Here another question is raised, how to find such aspect terms? There are different techniques by which you can achieve this:

  • Regex POS tags pattern match
  • Spacy Dependency parser
  • NLTK (Genie! in NLP world) parsers

Extraction using Regex patterns

Question how regex is going to work over the reviews? What about the generalization power? Yes this is true, regex works on the sub-string. And for strings like ‘While my baby was playing diaper starts leaking’, no one wants to make separate rules for ‘leak’, ‘leaks’ etc. Regex would not be built on the words it will be developed on the other information the word has!

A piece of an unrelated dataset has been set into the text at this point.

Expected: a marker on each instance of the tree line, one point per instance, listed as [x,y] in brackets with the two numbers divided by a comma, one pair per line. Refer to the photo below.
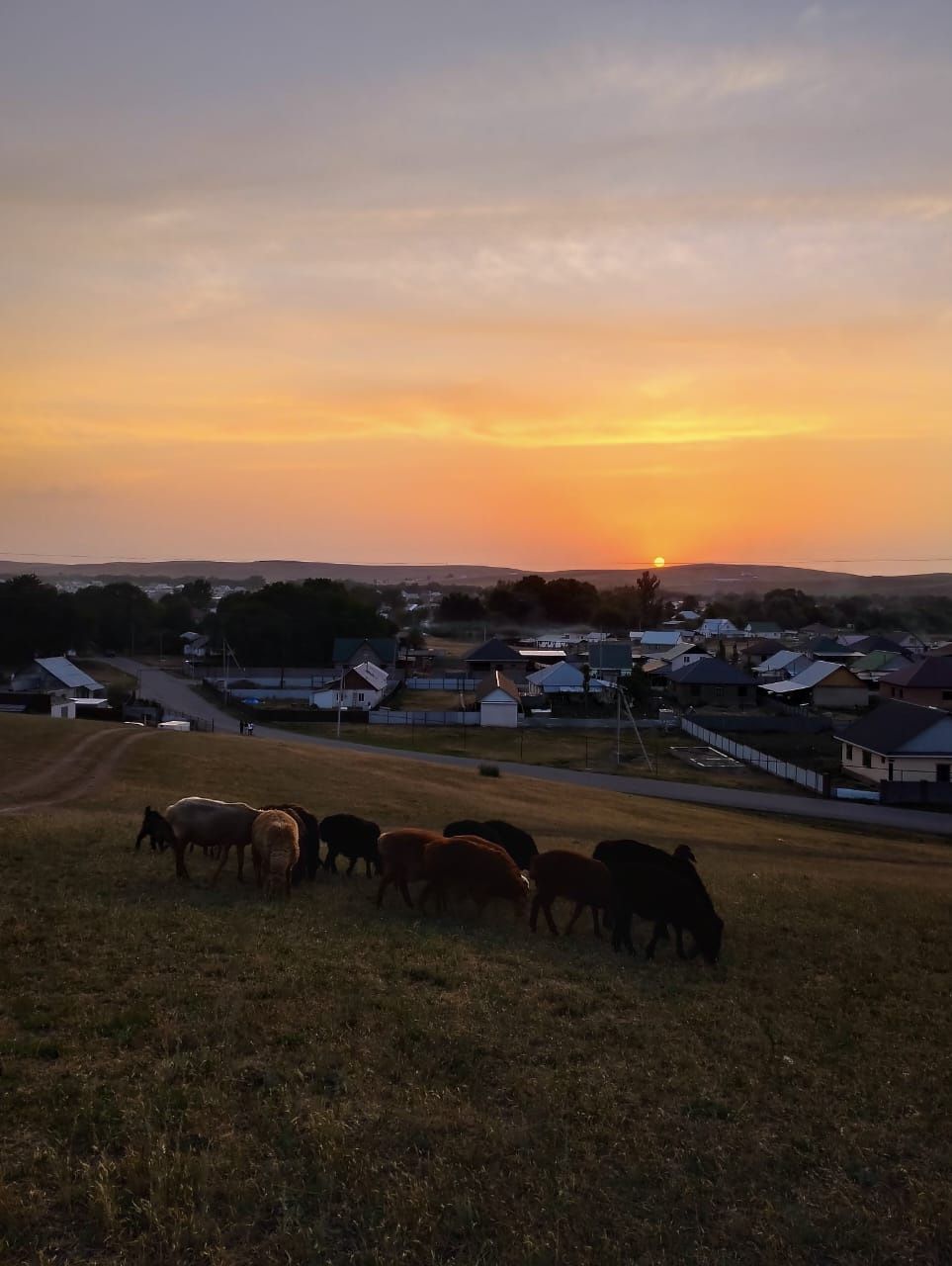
[279,624]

The text has other information (within it). Part of Speech of each word. POS Tags. Tada! Whether the word used is NOUN, ADJECTIVE or ADVERB, a set of rules is generated over this information. As they are POS the rules are generalized enough to work on any set of reviews (with few tweaks off course). An image below is the example of POS tags of the words in sentence ‘This is sentiment analysis’

POS Tags of the words in the sentence “This is sentiment analysis”

To get the POS tags, either Spacy or NLTK library can be used. Spacy is preferred in the corporate world because of its flexibility to use. As it is a deep neural network based predictive model, which comes with the text normalization, POS tags, NER at a single place. No need to decide what type of Lemmatizer should be used.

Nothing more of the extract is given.